Muy, muy mala señal.

Cuando mi abuelo dejaba encargado a alguien para cerrar la librería, era señal de que esa persona es digna de su confianza, y al parecer Cielo logró obtenerla. No sé cómo pudo hacerlo, ya que Baudin es extremadamente quisquilloso con esas cosas. Eso significaba lo que más temía: tal vez la seguiré viendo por más tiempo. Mucho tiempo. Necesito que alguien tenga la decencia de apiadarse de mí y me rescaten. Cielo es rara, muy rara, detrás de esos grandes anteojos y miles de pecas se esconde un pequeño ser demoníaco. Debo huir de ella cuanto antes y ya no sé cómo lograrlo.

―Si puedo. Gracias, señor Baudin ―Ella contestó detrás de la pila de los nuevos pedidos con su típica voz chillona y feliz. Ah, y cómo olvidar ese extraño acento que la caracteriza.

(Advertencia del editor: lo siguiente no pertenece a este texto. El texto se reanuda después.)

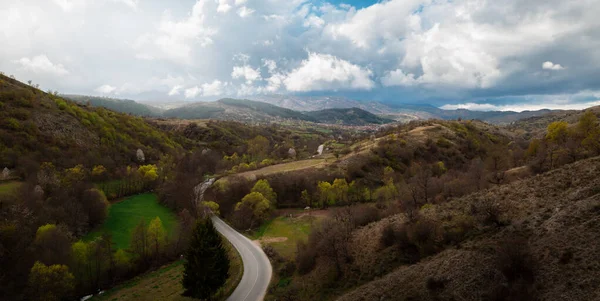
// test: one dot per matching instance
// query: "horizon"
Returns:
(476, 55)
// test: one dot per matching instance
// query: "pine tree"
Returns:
(207, 264)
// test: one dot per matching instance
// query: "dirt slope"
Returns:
(557, 213)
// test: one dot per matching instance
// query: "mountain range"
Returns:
(331, 110)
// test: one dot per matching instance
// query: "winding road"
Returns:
(257, 268)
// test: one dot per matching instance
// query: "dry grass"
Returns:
(9, 187)
(284, 167)
(283, 233)
(165, 283)
(557, 212)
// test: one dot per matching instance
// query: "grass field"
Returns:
(284, 167)
(283, 233)
(9, 187)
(124, 216)
(165, 283)
(117, 188)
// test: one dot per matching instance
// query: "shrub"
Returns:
(12, 124)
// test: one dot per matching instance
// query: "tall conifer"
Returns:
(207, 264)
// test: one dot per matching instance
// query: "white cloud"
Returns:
(270, 64)
(213, 89)
(327, 72)
(175, 40)
(398, 78)
(224, 6)
(245, 11)
(131, 3)
(415, 49)
(245, 72)
(105, 89)
(314, 21)
(551, 66)
(41, 64)
(192, 92)
(69, 5)
(175, 90)
(521, 107)
(380, 21)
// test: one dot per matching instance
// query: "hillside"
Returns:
(118, 105)
(249, 111)
(235, 109)
(555, 218)
(537, 124)
(317, 103)
(40, 127)
(352, 116)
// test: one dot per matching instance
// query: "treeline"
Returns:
(333, 255)
(41, 225)
(228, 137)
(564, 143)
(37, 127)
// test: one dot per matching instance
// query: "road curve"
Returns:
(257, 268)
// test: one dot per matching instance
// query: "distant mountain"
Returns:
(400, 112)
(235, 109)
(120, 105)
(48, 128)
(351, 116)
(274, 107)
(316, 103)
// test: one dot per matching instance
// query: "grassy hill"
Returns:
(40, 127)
(555, 218)
(118, 105)
(235, 109)
(125, 215)
(255, 111)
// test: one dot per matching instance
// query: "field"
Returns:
(165, 283)
(284, 232)
(118, 188)
(8, 187)
(284, 167)
(124, 216)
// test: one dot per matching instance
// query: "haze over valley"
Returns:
(249, 150)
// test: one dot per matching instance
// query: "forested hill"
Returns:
(120, 105)
(351, 116)
(38, 127)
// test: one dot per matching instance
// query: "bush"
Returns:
(516, 263)
(12, 124)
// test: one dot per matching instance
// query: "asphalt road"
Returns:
(257, 268)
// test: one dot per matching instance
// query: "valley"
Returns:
(340, 211)
(310, 150)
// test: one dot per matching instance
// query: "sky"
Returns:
(474, 54)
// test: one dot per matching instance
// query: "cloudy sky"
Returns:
(478, 54)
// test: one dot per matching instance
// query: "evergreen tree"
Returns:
(207, 264)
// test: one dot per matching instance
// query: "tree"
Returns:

Rodé mis ojos y volví a mi tarea de barrer el local. Me coloqué los audífonos y me olvidé de todos o casi todos, porque todas las horas que tenía en la librería, me la pasaba pendiente de Cielo, pero solo para prevenir futuras catástrofes en París. Ella acomodaba los libros nuevos en la estantería de romance y cada tanto, sus ojos me espiaban detrás de esos grandes marcos negros. Al darse cuenta que la había descubierto mirándome, su rostro se tornaba rojizo al instante y yo volvía a mi tarea con una sonrisa invicta. ¿Es que no aprendía a disimular? Esa muchacha es todo un caso perdido.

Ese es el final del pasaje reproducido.